PARSER EXPECTED: <one of the following:
  a variable declaration, beginning with type,
      (int, real, vector, row_vector, matrix, unit_vector,
       simplex, ordered, positive_ordered,
       corr_matrix, cov_matrix,
       cholesky_corr, cholesky_cov
  or '}' to close variable declarations>
Error in stanc(model_code = paste(program, collapse = "\n"), model_name = model_cppname,  : 
  failed to parse Stan model 'file16541b581044' due to the above error.

Look closely at the “block” argument again.

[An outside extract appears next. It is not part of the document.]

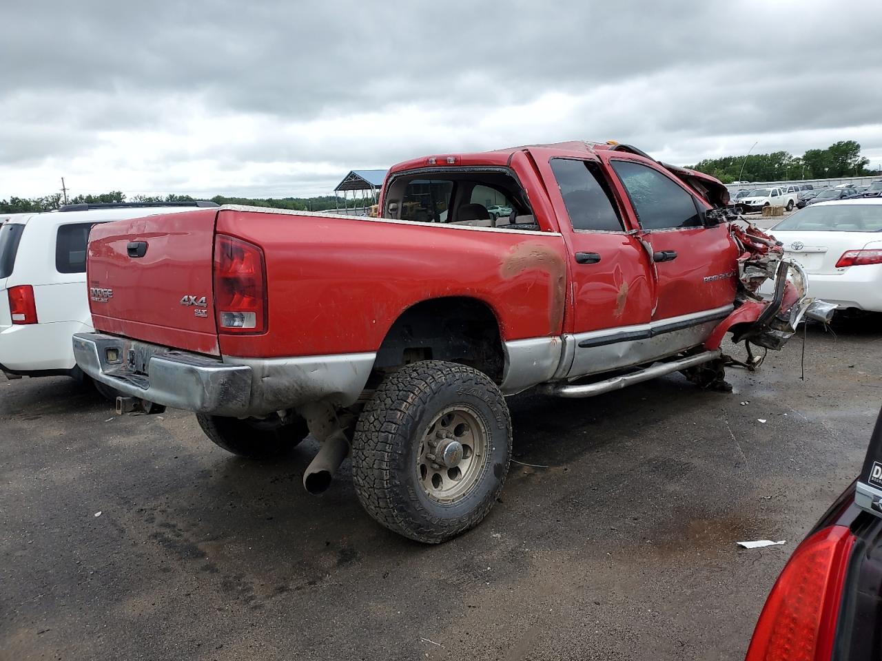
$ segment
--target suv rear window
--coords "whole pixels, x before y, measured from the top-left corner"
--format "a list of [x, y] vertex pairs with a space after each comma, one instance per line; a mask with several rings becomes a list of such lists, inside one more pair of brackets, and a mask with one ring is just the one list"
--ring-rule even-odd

Thank you, took me a while to get it but finally ran. The “real<lower=0>” is that basically saying it is a real value with zero as the lower bound?:
stanvars <- stanvar(x = m2, name = "m2", scode = "real<lower=0> m2;", block = "parameters") + stanvar(x = s2, name = "s2", scode = "real<lower=0> s2;" , block = "parameters")
priors <- c(set_prior("normal(m2, s2)", class = "b", coef = "Temp"))

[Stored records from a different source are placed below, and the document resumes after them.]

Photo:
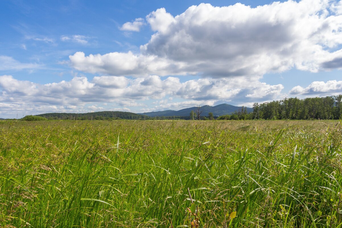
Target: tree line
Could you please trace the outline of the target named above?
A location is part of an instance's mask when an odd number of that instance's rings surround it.
[[[265,119],[338,119],[342,118],[341,100],[339,95],[254,103],[253,115]]]

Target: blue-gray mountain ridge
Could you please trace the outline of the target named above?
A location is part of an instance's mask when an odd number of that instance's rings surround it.
[[[201,116],[208,116],[209,112],[212,112],[214,116],[222,116],[224,115],[233,114],[235,112],[238,112],[241,110],[242,107],[234,106],[228,104],[221,104],[215,106],[210,105],[203,105],[201,106],[200,110],[203,111]],[[141,115],[146,115],[148,116],[187,116],[190,115],[191,110],[194,112],[197,109],[197,107],[192,107],[186,109],[183,109],[178,111],[173,110],[167,110],[165,111],[150,112],[145,113],[137,113]],[[246,107],[247,113],[253,111],[253,109],[251,107]]]

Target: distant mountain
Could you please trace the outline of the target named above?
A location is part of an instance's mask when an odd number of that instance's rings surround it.
[[[222,104],[215,106],[203,105],[201,106],[201,110],[203,111],[201,115],[208,116],[209,112],[213,113],[214,116],[222,116],[233,113],[235,111],[238,112],[241,110],[241,107],[234,106],[228,104]],[[253,109],[250,107],[247,107],[247,113],[253,111]],[[148,116],[187,116],[190,115],[191,110],[194,112],[197,109],[196,107],[183,109],[178,111],[172,110],[167,110],[165,111],[151,112],[146,112],[144,114]],[[139,114],[144,115],[144,113],[137,113]]]
[[[36,115],[49,119],[101,120],[119,118],[128,119],[144,118],[144,116],[132,112],[119,111],[103,111],[86,113],[51,113]]]

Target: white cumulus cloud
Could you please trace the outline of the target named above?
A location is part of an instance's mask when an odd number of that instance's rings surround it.
[[[61,40],[62,41],[71,41],[81,44],[85,45],[88,43],[89,37],[81,35],[73,35],[71,36],[62,36]]]
[[[342,66],[340,8],[340,2],[328,0],[255,8],[202,3],[174,17],[161,8],[146,16],[156,32],[140,53],[69,58],[79,70],[116,76],[253,77],[293,67],[329,70]]]
[[[290,90],[294,95],[334,95],[342,92],[342,81],[314,81],[305,88],[297,86]]]

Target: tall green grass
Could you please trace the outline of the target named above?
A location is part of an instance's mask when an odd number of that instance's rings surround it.
[[[191,227],[194,204],[201,227],[342,227],[341,143],[336,121],[0,122],[0,225]]]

M2_ins <- brm(use2 ~ Temp + (1|Month.f) + (1|Time.f), 
              data = ins.mod2, family = lognormal(), chains = N_chains, 
              inits = init_values, control = list(adapt_delta = .95, max_treedepth = 15),
              prior = priors, cores = getOption("mc.cores", 4L), 
              sample_prior = TRUE, stanvars = stanvars)
1 Like

I thought you wanted to pass “m2” as data not as parameters, given that you are apparently looping over values of “m2”? That is the reason why I was surprised by your choice of the block argument.

Your absolutely right. I misunderstood what the block argument was for. I wanted the m2 and s2 values to be used as priors and thought that meant I should have the block argument as parameter. Once I change the block argument to data the results are similar to manually plugging in the values.